“I only pursue one goal: the
encyclopedia of life.”
Andreas Gursky
The
highly successful German photographer Andreas Gursky usually
adopts an elevated or as he calls it a “God’s-eye
view” position from which to compose his pictures. It provides him with
a detached perspective which aided and abetted by computer manipulation enables
him to conduct a cool examination of the world.
For as he has said “I am
concerned with the human species.” A concern that has seen him pursue his craft
“more with the abstract phenomenon than with anecdotal issues” in mind.
It is an expression that Frieze Magazine’s
Ralph Rugoff
argues has seen Gursky adopt marketing’s
fascination with packaging and its concern with how the container influences
the product. As he wrote “The
contemporary reality he [Gursky] depicts is not something he ‘finds’, but a
look he carries around in his head…And he certainly knows how to fashion
persuasive containers - it comes as no surprise to learn that his childhood
bedroom was part of his parents’ advertising studio. Evidently, he’s been
carrying that look around in his head for some time.”
Gursky is a third generation
photographer, both his father and grandfather led the way with his father running
a successful commercial studio. And whilst initially rejecting photography he
eventually realized “I could express myself by doing it.”

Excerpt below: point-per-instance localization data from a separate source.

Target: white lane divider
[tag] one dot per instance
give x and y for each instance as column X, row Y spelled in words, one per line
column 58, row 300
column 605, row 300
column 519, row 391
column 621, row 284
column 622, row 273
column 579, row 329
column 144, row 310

It was in the early 1990s that Gursky began to incorporate digital
manipulation into his photographic process enabling him to clean up images to enhance
their abstract qualities and stitch together several images to make the large
scale montages that have become the hallmark of his oeuvre.
But even with the fiction the computer affords him, Gursky wants his
pictures firmly tied to reality. As he explained to Canadianart’s Nancy Tousley “Even if a picture is
completely invented or built, it’s necessary that you could imagine that it’s a
realistic location or place. I am not happy if the picture looks completely
surreal. Even if I am working with montage, I want that you don’t see it.”
And
it is a reality, a sleight of hand, about the pervasive nature of photography
today that Gursky attempts to depict through presentation of his photographic works.
Almost
as if channeling the American writer, film maker and activist Susan Sontag who wrote in
one of her best known books, On
Photography, in 1977 “Whatever the moral claims made on behalf of
photography, its main effect is to convert the world into a department store or
museum-without-walls in which every subject is depreciated into an article of
consumption, promoted into an item for aesthetic appreciation.”
The exhibition Andreas
Gursky: Landscapes is on show
at New York State’s Parrish
Art Museum until the 18th of October.